Masterplan „Grünes Band Ravensburg 2027–2030“ . . . Gäbe es in Ravensburg eine Stadtspitze, auf deren Agenda echter Klimaschutz ganz oben stünde ...
Liebe Mitbürger und liebe Mitbürgerinnen, liebe Nachbarn, sehr geehrte Damen und Herren!
Der oben abgebildete Plan ist insofern nicht maßstabgetreu, weil Bäume, Bänke und Brunnen viel zu groß eingezeichnet sind, da sie sonst nicht zu erkennen wären. Pro abgebildetem Baum stelle man/frau sich drei vor und statt einer Bank = zwei.
Stellen Sie sich vor, Sie treten aus dem Schatten des Ravensburger Lederhauses auf einen Platz, der sich völlig neu anfühlt. Kein Motorengeräusch, kein Abgas, kein hektisches Durchqueren. Stattdessen öffnet sich ein zusammenhängender grüner Raum, der sich wie ein weiches Band durch den mittleren und den nördlichen Marienplatz zieht – bis hin zum Holzmarkt.
Links und rechts rahmen sanft modellierte Rasenflächen den Weg.

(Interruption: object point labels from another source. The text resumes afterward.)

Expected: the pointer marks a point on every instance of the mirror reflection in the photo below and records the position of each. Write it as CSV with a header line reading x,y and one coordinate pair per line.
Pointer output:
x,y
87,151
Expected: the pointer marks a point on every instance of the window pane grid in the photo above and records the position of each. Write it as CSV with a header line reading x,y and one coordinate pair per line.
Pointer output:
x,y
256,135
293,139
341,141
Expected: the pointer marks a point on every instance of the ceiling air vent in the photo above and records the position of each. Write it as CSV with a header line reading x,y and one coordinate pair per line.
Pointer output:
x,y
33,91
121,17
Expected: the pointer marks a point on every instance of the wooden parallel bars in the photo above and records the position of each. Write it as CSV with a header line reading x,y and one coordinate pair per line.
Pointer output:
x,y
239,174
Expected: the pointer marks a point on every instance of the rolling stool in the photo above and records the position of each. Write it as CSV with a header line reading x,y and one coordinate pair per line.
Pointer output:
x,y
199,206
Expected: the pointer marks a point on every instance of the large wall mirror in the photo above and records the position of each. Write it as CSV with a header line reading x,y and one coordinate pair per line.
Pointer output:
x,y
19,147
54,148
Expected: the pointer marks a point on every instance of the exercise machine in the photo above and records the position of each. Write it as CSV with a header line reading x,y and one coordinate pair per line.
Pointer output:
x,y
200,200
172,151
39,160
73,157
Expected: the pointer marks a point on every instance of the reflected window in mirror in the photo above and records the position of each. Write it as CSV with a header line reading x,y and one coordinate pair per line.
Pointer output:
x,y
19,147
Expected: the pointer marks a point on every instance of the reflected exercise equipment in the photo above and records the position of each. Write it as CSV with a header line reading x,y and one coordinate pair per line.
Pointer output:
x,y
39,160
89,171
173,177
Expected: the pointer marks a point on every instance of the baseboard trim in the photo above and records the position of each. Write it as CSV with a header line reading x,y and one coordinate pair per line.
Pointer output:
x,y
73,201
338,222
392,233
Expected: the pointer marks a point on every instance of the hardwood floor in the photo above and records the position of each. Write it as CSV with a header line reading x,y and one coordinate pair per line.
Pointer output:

Die historischen Fassaden wirken plötzlich leichter, weil sie nicht mehr gegen Asphalt und Steinplatten und parkende Fahrzeuge ankämpfen müssen. Vor den Häusern und mittig des Platzes stehen klimaresiliente Bäume, deren Kronen Schatten werfen, die in heißen Sommern spürbar kühlen. Die Luft ist frisch, bewegt und lebendig.
Die Wege – 2,50 Meter breit, aus festem, hellem Kies – führen Sie wie ein ruhiger Fluss durch die Stadt. Sie tragen Fußgänger und Fußgängerinnen und in der Not Rettungsfahrzeuge, aber keine Fahrräder, keine Taxis, keine Poser, keinen Personenverkehr. Die Stadt gehört wieder den Menschen, die zu Fuß gehen, verweilen, reden, schauen.
Die Gastronomie hat sich zurückgezogen – nicht räumlich, sondern gestalterisch. Ihre Außenbestuhlungen sind leicht, zurückhaltend, einheitlich, eingebettet in das Grün. Keine Inseln aus Plastikmöbeln mehr, keine Barrieren. Stattdessen wirken die Cafés wie Teil des Parks.
Am Holzmarkt öffnet sich das Band zu einem kleinen urbanen Garten. Die unterirdischen Schwammkörper speichern Regenwasser und die Oberfläche wird zu Rasen, nicht mehr aus Stein. Kinder spielen, ältere Menschen sitzen auf schattigen Bänken, Touristinnen fotografieren den sanierte Blaserturm, der nun nicht mehr über einem Steinmeer thront, sondern über einer grünen Lichtung.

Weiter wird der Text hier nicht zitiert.